Conejo Valley Unified School District board of education approved a sex education curriculum, a big step in a years-long process that sparked much community debate and led to a reference of a board member as a “Nazi.”
The school board unanimously voted to move forward with the Teen Talk curriculum at its Tuesday meeting. The decision will allow the district to comply with the 2016 California Healthy Youth Act.
The vote came after a fiery public comment period for the item.
District parents and community members who came to speak were against the adoption of the curriculum for its alleged sexualizing students and “indoctrination” in the language used.
Trustees pushed back on what they called misinformation in the comments.
State law requires districts to provide a comprehensive sexual health education, including HIV prevention information to students in seventh through 12th grades. It specifically requires the curriculum to be age-appropriate and “comprehensive, accurate and unbiased.” Any instructional materials related to the curriculum must recognize gender, gender expression and different sexual orientations.
The district originally delayed changes to the curriculum to wait for the state school board to adopt an updated health education framework in 2019 and publish the document through the California Department of Education.
Since 2016, the district has reviewed six comprehensive health curriculums, including Glencoe, the one currently used by the district.
The board has taken some action over the years to come into compliance, including updating its parental consent policy to abide by state law.

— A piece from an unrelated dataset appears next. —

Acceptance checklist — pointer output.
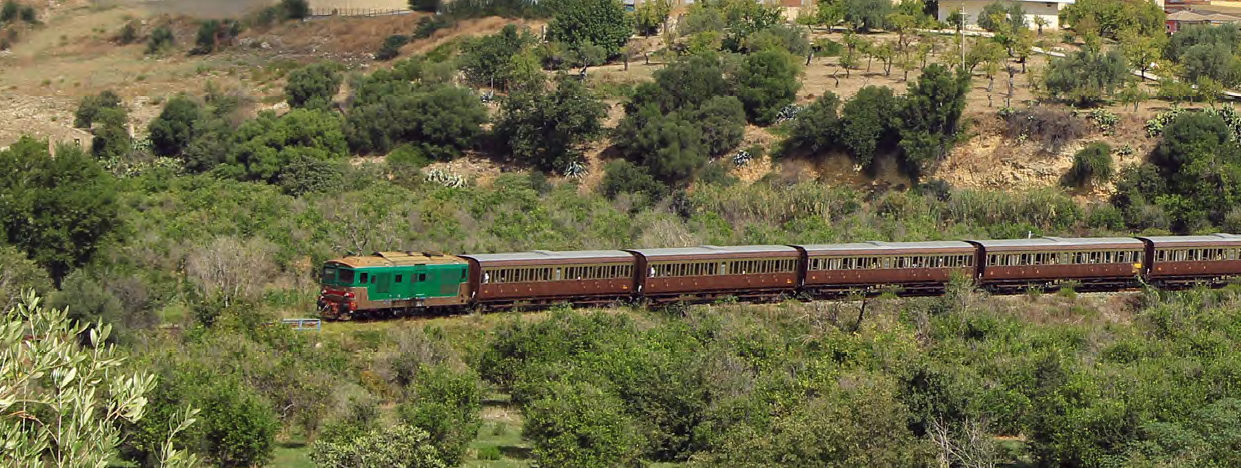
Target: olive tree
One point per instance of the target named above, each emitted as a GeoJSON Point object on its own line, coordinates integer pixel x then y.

While active consent is not required from parent or guardian, they do have the right to opt-out of part or all “comprehensive sexual health education, HIV prevention education, and assessments related to that education” on behalf of their child, the law states.
In January, the board went with staff recommendation to narrow the choices down to three: Positive Prevention Plus, Teen Talk and Rights Respect Responsibility.
Since then, the district has held curriculum preview webinars, presentations to various district advisory councils and board study sessions in addition to a health webpage.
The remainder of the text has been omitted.